Der Feind

‚Wer keine Feinde hat, hat keinen Charakter.‘
(S. Hussein)

Ich führte ein langweiliges Leben. Weil ich ein langweiliger Mensch war. Genau deswegen hatte mich auch meine Freundin verlassen. Aber erst die Geschichte von dem Mann, der alle Frauen kriegte, indem er ihnen launenhaft die Tür vor der Nase zuschlug oder sie mit Bier übergoss, öffnete mir die Augen. Ich musste widersprüchlicher werden, „kantiger“.

Als erstes änderte ich meine Frisur dahingehend. Dann erprobte ich das neue Ich an meiner Mutter. Ich besuchte sie und vergaß, mir die Schuhe auszuziehen. Sie sagte nichts dazu und kochte mein Lieblingsessen (Hefeklöße).

Der nächste Schritt war, kein Deo mehr zu benutzen. Der Effekt war enorm. In der Straßenbahn konnte ich mich irgendwo hinstellen und an einer der Schlaufen festhalten – beinah sofort wurde mir ein Platz angeboten.

Ich furzte immer hemmungsloser und zitierte Studien, die dieses Verhalten mit einer höheren Lebenserwartung in Zusammenhang brachten. Auch sah ich keinen Grund mehr, auf Arbeit Krawatte zu tragen. Zuerst hat es gar niemand bemerkt, nur dass ich irgendwie erholt aussah. Wie mein Wochenende war, fragten sie.
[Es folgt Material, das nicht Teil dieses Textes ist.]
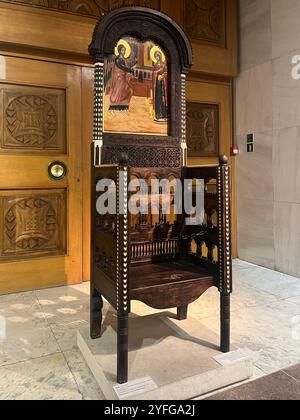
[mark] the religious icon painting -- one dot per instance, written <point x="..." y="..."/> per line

Statt zu antworten nahm ich Anlauf wie zu einem Bowling-Wurf und schlug einer Kollegin auf den Hintern. Der Bereichsleiter gratulierte mir lachend.

Meine langweilige Ex-Freundin versuchte im gemeinsamen Freundeskreis, mich anzumachen (sie interessierte sich doch gar nicht für Tennis). Ich habe ihr mein Bier über den Kopf gegossen und war plötzlich der Partyknüller. Wir tanzten zu aktueller Musik. Wahllos verließ ich bei einigen Liedern die Tanzfläche zwischen Schrankwand und Glastisch. Immer teilten mindestens drei Leute meine Ablehnung. Ich begann vom Fernsehprogramm zu reden und von der Politik, welche Entertainer und Schauspieler ich nicht leiden konnte. Ich setzte Gerüchte über sie in die Welt. Es war erstaunlich, wie viele „es auch gelesen“ hatten. Kanzler verschiebt Autos nach Moldawien. Bayerns Ministerpräsident in SM-Club gesehen.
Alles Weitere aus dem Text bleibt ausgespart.